# **HW1: Regression**
In *assignment 1*, you need to finish:

1.  Basic Part: Implement two regression models to predict the Systolic blood pressure (SBP) of a patient. You will need to implement **both Matrix Inversion and Gradient Descent**.


> *   Step 1: Split Data
> *   Step 2: Preprocess Data
> *   Step 3: Implement Regression
> *   Step 4: Make Prediction
> *   Step 5: Train Model and Generate Result

2.  Advanced Part: Implement one regression model to predict the SBP of multiple patients in a different way than the basic part. You can choose **either** of the two methods for this part.

In [None]:
from google.colab import drive
drive.mount('/content/drive')

Mounted at /content/drive


# **1. Basic Part (55%)**
In the first part, you need to implement the regression to predict SBP from the given DBP


## 1.1 Matrix Inversion Method (25%)


*   Save the prediction result in a csv file **hw1_basic_mi.csv**
*   Print your coefficient


### *Import Packages*

> Note: You **cannot** import any other package

In [1]:
import numpy as np
import matplotlib.pyplot as plt
import pandas as pd
import csv
import math
import random

### *Global attributes*
Define the global attributes

In [2]:
training_dataroot = 'hw1_basic_training.csv' # Training data file file named as 'hw1_basic_training.csv'
testing_dataroot = 'hw1_basic_testing.csv'   # Testing data file named as 'hw1_basic_training.csv'
output_dataroot = 'hw1_basic_mi.csv' # Output file will be named as 'hw1_basic.csv'

training_datalist =  [] # Training datalist, saved as numpy array
testing_datalist =  [] # Testing datalist, saved as numpy array

output_datalist =  [] # Your prediction, should be 20 * 3 matrix and saved as numpy array
                      # The format of each row should be ['subject_id', 'charttime', 'sbp']
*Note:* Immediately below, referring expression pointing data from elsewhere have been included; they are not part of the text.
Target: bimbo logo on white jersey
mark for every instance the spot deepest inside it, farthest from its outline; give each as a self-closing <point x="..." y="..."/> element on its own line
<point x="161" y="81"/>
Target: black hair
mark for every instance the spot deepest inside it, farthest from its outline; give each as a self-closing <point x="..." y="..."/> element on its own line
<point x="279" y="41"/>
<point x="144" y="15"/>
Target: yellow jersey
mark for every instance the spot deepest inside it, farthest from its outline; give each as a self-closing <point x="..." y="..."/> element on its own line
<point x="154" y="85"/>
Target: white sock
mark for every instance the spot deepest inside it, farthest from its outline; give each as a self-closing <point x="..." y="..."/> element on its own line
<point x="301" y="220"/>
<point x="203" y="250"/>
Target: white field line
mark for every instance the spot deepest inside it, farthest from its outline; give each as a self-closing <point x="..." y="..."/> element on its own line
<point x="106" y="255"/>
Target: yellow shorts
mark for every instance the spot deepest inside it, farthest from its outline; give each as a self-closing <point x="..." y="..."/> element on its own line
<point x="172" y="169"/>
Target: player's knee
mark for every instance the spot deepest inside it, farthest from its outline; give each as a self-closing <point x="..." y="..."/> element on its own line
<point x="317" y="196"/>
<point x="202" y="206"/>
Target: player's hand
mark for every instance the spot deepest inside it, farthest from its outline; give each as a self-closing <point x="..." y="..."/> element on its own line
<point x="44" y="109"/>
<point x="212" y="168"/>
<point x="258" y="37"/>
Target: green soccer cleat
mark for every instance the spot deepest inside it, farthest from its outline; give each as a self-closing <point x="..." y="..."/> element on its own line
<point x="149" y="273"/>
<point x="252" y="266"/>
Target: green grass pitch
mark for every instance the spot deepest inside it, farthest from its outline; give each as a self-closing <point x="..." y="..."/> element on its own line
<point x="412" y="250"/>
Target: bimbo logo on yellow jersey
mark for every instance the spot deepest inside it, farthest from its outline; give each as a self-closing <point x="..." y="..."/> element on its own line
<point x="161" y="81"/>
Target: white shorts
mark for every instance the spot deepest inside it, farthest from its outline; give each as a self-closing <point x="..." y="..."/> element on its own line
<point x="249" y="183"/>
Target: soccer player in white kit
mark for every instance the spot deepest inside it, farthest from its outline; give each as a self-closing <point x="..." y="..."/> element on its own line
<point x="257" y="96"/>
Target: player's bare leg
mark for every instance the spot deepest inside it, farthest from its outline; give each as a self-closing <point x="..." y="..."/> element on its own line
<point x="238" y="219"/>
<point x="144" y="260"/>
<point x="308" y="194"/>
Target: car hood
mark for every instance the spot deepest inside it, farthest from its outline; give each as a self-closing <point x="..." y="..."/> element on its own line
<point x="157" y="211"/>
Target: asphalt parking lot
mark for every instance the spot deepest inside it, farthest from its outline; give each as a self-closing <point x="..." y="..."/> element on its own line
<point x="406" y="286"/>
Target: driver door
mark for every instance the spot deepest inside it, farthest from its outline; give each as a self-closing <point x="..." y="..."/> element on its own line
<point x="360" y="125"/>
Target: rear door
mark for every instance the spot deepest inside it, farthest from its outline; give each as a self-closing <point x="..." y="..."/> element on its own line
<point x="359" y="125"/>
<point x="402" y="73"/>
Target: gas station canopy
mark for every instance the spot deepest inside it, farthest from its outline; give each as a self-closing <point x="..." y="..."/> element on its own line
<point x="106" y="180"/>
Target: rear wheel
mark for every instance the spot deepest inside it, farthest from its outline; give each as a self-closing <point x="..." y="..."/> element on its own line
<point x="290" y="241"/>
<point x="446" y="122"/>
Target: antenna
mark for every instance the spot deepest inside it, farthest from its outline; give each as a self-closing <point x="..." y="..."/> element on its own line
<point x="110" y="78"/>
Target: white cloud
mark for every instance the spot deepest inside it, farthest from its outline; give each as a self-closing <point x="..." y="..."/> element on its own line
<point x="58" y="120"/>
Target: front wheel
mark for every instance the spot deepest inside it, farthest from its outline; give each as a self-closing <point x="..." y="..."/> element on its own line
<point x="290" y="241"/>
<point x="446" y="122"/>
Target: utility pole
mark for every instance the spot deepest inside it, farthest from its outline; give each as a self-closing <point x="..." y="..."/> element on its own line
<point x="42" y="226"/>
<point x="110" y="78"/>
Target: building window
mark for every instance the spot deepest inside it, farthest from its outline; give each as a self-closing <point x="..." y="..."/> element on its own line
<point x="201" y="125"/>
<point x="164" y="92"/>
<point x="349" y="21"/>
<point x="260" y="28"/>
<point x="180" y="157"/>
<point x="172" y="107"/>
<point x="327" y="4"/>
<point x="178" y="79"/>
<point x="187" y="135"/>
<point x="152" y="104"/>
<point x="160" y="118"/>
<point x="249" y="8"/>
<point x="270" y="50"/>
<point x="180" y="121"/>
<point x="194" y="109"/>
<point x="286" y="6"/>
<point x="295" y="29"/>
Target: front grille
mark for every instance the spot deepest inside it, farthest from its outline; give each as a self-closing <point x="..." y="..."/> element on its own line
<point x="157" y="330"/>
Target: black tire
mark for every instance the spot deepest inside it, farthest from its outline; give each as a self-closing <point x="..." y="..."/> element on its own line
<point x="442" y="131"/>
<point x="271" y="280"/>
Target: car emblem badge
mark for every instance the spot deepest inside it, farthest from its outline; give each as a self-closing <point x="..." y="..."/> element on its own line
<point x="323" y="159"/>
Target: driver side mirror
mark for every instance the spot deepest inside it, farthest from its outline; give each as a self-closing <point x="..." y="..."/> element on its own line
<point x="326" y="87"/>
You can add your own global attributes here


In [25]:
training_set =  []
validation_set =  []
testing_set =  []

### *Load the Input File*
First, load the basic input file **hw1_basic_training.csv** and **hw1_basic_testing.csv**

Input data would be stored in *training_datalist* and *testing_datalist*

In [26]:
# Read input csv to datalist
with open(training_dataroot, newline='') as csvfile:
  training_datalist = np.array(list(csv.reader(csvfile)))

with open(testing_dataroot, newline='') as csvfile:
  testing_datalist = np.array(list(csv.reader(csvfile)))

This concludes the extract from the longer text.